Under the terms of the agreement, IBM will sell Mainsoft’s.NET Extensions for WebSphere Portal, which consists of two major applications. Mainsoft Portal Edition will make it possible for ASP.NET applications written in C# or Visual Basic to run unmodified on a WebSphere server.

The second component of .NET Extensions for WebSphere Portal is Mainsoft SharePoint/SQL Reporting Federator, an integration manager between WebSphere and Windows SharePoint services, Microsoft Office document libraries and SQL Server Reports.

Such a bridge is key, said Yaacov Cohen, president and CEO of Mainsoft, because Java tends to be an enterprise solution while .NET is a departmental solution and the two don’t interact very well.

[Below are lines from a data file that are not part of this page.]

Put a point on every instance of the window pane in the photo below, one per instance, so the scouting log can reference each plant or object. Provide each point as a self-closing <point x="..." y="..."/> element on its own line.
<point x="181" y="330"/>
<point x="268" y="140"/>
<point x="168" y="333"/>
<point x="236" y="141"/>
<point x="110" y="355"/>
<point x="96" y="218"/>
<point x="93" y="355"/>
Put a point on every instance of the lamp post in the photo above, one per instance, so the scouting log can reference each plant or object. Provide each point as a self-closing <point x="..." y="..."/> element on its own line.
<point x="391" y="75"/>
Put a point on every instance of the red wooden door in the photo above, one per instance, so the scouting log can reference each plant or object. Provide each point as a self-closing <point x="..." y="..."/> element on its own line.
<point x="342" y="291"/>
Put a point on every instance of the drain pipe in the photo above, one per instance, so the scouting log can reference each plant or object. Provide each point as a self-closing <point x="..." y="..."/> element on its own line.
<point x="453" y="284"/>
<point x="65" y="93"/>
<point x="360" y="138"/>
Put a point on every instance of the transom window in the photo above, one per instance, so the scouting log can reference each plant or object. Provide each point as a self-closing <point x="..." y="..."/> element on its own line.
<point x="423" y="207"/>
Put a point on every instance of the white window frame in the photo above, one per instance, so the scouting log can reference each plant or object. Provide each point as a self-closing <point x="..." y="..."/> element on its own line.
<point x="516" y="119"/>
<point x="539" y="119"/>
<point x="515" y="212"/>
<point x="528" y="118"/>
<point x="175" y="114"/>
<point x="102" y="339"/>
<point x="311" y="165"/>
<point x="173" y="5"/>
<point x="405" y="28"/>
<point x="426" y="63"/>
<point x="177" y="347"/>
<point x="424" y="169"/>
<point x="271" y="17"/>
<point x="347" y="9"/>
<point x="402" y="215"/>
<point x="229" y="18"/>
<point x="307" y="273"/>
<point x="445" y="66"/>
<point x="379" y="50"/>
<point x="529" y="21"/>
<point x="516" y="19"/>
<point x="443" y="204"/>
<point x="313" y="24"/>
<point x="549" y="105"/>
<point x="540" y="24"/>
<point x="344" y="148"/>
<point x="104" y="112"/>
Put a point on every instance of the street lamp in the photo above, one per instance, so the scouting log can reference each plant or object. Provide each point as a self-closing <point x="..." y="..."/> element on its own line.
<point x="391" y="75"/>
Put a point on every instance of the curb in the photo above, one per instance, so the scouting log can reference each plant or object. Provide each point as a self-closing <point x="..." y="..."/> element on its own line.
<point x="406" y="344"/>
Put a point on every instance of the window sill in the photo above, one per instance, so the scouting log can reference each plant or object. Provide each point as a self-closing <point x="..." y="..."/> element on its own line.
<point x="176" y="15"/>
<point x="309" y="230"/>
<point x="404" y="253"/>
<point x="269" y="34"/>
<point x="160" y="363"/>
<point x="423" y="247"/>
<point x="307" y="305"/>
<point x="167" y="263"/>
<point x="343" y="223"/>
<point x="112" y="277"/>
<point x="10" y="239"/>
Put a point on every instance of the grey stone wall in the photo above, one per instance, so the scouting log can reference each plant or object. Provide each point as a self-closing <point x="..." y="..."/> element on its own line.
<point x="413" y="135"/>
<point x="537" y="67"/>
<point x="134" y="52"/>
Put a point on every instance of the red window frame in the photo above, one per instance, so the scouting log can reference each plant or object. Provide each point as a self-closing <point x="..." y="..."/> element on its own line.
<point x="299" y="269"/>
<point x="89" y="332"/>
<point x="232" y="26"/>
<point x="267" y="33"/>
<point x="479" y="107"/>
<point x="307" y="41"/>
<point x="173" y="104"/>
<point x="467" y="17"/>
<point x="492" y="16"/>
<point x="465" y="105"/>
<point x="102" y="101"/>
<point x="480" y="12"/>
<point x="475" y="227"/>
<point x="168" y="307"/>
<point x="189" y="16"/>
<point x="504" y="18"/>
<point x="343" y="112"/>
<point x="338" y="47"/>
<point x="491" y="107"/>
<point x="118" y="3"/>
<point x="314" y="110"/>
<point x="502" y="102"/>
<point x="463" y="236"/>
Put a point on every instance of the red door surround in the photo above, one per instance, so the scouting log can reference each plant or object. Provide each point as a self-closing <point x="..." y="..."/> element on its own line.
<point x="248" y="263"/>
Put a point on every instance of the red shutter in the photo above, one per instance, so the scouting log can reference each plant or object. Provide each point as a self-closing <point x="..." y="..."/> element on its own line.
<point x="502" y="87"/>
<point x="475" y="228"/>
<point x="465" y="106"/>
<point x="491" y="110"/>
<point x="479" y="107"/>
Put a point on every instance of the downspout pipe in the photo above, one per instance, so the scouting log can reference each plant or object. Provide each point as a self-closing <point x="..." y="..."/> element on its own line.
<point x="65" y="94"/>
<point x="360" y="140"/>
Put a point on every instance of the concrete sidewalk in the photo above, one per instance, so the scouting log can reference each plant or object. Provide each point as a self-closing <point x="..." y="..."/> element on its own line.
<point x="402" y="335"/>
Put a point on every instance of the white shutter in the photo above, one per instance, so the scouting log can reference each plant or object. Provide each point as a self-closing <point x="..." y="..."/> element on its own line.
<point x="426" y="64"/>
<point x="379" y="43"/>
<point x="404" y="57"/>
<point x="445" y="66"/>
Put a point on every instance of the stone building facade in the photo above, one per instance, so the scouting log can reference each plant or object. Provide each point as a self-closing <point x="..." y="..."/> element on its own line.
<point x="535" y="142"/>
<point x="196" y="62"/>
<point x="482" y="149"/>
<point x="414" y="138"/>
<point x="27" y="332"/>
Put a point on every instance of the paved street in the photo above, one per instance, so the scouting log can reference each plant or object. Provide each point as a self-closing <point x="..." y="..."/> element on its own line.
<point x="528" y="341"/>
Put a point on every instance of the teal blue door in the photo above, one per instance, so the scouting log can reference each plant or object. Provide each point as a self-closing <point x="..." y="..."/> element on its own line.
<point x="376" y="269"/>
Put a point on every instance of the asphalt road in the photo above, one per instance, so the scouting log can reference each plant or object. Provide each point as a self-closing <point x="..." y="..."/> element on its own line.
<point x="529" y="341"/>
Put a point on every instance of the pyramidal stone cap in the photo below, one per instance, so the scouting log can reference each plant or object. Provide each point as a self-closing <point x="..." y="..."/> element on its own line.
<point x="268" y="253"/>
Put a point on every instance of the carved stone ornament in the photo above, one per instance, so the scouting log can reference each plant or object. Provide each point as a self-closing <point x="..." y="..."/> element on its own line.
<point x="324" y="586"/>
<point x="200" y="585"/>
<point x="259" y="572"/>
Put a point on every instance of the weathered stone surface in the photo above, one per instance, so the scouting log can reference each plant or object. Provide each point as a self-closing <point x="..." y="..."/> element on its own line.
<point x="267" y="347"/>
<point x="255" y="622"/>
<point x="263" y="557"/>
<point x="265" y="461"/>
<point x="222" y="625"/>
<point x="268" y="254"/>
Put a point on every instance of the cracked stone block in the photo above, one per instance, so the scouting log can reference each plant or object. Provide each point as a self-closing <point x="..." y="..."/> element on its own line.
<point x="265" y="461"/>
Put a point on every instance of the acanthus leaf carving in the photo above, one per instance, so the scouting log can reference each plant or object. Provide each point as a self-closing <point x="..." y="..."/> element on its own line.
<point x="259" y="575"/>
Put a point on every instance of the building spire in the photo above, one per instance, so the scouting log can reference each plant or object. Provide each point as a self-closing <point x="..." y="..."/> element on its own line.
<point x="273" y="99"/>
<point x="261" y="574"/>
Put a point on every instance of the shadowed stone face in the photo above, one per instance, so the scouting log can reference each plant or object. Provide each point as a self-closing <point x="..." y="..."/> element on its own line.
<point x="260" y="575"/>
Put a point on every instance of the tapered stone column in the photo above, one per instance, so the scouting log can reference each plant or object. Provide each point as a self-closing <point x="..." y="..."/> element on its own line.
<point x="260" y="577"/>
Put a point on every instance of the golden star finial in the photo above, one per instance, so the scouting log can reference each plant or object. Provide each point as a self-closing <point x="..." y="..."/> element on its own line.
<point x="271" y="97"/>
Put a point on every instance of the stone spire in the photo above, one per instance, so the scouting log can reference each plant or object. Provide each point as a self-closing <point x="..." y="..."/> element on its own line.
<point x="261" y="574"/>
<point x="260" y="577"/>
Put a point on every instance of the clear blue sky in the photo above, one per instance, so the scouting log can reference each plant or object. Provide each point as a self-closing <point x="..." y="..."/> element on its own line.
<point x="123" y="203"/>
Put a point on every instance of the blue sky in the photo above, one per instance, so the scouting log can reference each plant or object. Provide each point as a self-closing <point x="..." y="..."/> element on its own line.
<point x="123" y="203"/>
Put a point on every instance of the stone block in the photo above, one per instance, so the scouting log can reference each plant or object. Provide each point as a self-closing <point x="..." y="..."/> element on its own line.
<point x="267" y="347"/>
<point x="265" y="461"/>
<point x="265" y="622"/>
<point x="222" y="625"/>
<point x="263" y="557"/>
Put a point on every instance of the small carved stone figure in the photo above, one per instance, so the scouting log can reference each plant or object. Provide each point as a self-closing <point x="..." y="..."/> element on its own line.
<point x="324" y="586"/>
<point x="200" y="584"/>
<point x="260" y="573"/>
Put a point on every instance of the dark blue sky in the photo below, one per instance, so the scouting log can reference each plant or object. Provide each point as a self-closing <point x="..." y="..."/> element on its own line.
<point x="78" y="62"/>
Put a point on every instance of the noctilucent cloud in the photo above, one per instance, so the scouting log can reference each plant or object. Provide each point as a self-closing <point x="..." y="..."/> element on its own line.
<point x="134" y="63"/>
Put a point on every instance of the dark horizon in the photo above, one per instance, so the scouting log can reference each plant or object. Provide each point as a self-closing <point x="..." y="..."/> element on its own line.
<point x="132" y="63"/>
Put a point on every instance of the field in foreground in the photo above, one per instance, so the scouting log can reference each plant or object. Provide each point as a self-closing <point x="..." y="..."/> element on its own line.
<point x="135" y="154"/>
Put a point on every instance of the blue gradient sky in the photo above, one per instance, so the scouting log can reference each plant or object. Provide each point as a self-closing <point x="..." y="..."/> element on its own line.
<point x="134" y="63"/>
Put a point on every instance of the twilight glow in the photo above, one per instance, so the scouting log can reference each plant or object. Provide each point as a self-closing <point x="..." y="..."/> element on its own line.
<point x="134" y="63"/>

“Gartner has said about 95 percent of medium to large size IT organizations have a mix of .NET and Java,” he told InternetNews.com. “So you may see in almost any company that has gone with Java at the top level strategic level but at the department level there are .NET developers. This can become a serious obstacle with implementing a service-oriented architecture.”

There is one shortcoming, and that is that Portal Edition requires that the ASP.NET applications be installed locally, rather than executed where they reside. Mainsoft’s cross compiler produces JSR 168-compliant portlets from .NET source code which execute as a Java portlet.

The SharePoint/SQL Reporting Federator allows for any WebSphere user to access SharePoint contents and data and SQL Reporting Services within WebSphere Portal. Rights and access controls are set and determined on the WebSphere level and brought down into the SharePoint servers, so people can’t access departmental data that they shouldn’t see, said Cohen.

The Mainsoft applications are available now from IBM’s global reseller channel.